The role of genetics in human T1D is well established, with human leukocyte antigen (HLA) haplotypes as the major genetic risk factor, along with over 60 non-HLA genes having lesser contributions . With respect to canine diabetes, a variety of breeds have been found to have a higher risk of diabetes in various geographic regions [13,14,15,16], suggesting a genetic component to the disease in this species as well. The Samoyed has repeatedly been identified as a high risk breed in the United States, United Kingdom, and Sweden [13,14,15,16]. Odds ratios for developing the disease in Samoyeds in the United States were reported as 3.3  and 11.8 , and in the United Kingdom as 35 . In addition, in one study in the United States, Australian Terriers were noted as being 32 times more likely to develop diabetes compared with mixed breed dogs . Additionally, Australian Terriers were also found to be at higher risk in Sweden  and Australia . A variety of studies have identified genetic risk factors associated with the disease in multiple dog breeds, including dog leukocyte antigen (DLA) haplotype , T-cell cytokine gene polymorphisms , and CTLA4 gene polymorphisms . These genetic associations often appear to be breed specific, and the degree of contribution of the identified genes to disease risk is currently unclear and may differ among breeds .
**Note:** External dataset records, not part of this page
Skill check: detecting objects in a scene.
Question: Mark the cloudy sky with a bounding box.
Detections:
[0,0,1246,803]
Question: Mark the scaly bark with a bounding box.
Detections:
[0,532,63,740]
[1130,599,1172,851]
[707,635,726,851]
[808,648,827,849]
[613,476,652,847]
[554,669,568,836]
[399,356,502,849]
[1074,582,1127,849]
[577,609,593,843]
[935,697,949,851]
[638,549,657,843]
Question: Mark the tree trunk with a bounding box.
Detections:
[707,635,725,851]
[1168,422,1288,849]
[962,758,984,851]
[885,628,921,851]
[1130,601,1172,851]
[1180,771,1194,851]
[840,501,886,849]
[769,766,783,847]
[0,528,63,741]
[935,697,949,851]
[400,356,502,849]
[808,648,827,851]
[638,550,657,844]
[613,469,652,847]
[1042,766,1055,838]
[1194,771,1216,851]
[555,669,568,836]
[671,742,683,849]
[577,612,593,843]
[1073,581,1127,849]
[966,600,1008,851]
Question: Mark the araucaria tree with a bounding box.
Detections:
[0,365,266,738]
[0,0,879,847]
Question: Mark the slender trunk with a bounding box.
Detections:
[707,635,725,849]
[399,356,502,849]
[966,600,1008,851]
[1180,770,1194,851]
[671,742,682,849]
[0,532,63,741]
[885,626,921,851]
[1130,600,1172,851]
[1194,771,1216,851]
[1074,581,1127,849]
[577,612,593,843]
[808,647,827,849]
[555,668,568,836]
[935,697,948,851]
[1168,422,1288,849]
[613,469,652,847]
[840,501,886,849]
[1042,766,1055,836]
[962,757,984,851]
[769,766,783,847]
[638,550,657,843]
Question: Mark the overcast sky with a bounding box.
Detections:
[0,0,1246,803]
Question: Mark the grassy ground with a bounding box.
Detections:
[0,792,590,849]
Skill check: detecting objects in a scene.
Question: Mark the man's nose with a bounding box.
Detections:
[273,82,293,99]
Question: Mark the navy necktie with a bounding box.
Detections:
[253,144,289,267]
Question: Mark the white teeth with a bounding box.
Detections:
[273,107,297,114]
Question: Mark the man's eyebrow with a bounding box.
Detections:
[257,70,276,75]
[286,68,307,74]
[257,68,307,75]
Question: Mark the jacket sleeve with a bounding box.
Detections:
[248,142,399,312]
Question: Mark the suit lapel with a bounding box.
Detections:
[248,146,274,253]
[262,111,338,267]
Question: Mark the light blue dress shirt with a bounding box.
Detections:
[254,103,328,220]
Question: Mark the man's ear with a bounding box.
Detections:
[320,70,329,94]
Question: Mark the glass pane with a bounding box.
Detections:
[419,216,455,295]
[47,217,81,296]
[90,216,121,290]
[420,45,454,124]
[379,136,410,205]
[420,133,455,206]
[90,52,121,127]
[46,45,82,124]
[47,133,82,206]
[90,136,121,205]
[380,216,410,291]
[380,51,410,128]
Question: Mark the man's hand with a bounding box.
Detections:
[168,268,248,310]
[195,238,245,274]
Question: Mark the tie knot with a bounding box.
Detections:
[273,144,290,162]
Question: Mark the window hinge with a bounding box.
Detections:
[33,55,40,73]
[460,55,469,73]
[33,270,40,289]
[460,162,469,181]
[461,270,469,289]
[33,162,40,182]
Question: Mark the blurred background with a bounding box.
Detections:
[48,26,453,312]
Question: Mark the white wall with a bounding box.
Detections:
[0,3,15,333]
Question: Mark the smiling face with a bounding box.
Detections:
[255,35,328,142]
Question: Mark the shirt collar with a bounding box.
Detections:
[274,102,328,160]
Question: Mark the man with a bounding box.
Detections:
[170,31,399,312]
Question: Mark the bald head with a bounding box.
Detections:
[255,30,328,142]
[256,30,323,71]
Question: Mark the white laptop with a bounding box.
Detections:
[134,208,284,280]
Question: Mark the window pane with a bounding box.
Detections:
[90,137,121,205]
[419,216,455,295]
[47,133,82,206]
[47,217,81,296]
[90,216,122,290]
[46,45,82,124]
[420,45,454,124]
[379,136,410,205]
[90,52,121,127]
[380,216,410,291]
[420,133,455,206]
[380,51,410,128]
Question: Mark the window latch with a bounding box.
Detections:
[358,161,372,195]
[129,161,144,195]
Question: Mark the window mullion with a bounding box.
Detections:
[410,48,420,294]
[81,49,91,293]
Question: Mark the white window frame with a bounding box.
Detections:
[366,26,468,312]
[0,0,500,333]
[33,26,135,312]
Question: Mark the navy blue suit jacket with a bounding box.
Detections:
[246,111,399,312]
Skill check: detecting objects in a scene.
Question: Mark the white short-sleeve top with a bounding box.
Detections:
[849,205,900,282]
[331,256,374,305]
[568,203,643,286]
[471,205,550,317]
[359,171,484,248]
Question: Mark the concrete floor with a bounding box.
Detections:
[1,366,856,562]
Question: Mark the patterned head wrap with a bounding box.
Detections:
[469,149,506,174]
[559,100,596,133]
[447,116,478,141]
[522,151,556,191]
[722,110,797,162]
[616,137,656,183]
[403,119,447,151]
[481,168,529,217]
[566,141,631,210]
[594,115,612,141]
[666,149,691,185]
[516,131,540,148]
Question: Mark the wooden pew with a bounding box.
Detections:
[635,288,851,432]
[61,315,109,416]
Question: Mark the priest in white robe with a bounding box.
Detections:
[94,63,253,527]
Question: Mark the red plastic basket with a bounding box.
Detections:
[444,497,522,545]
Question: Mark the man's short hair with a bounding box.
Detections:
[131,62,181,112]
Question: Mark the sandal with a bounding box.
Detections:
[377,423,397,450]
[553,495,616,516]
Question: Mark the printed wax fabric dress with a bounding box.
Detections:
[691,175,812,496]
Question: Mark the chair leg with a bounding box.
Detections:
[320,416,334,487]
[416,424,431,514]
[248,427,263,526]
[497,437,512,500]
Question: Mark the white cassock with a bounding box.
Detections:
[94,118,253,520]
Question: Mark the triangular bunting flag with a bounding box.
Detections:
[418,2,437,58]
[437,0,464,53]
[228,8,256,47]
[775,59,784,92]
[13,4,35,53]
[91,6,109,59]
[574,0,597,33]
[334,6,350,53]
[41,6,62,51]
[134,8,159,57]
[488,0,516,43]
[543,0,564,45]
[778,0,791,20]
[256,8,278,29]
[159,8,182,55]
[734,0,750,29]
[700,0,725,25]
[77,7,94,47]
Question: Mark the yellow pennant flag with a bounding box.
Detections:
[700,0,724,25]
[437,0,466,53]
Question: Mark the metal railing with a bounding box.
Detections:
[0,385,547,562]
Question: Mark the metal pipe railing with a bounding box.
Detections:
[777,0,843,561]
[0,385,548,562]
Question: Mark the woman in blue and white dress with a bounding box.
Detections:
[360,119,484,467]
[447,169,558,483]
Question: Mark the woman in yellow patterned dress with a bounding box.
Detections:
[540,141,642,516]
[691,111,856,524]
Hence, it has become increasingly apparent that canine diabetes is a heterogenous disease with multiple pathogenic factors [2, 6]. We have previously speculated that autoimmune mechanisms may be a component of the disease in a subset of diabetic dogs, potentially in certain breeds . Studies investigating immune system involvement in canine diabetes thus far have generally included a wide variety of breeds, whereas studies interrogating potential autoimmune mechanisms in a large number of dogs from a single breed are lacking. As noted earlier, the Australian Terrier and Samoyed are of particular interest due to their previously documented high risk for developing diabetes [13,14,15,16,17]. Therefore, the objective of this study was to evaluate the presence of GAD65, IA-2, and ZnT8 autoantibodies in diabetic and non-diabetic Australian Terriers and Samoyeds geographically located in the United States using human antigen sandwich enzyme-linked immunosorbent (ELISA) assays.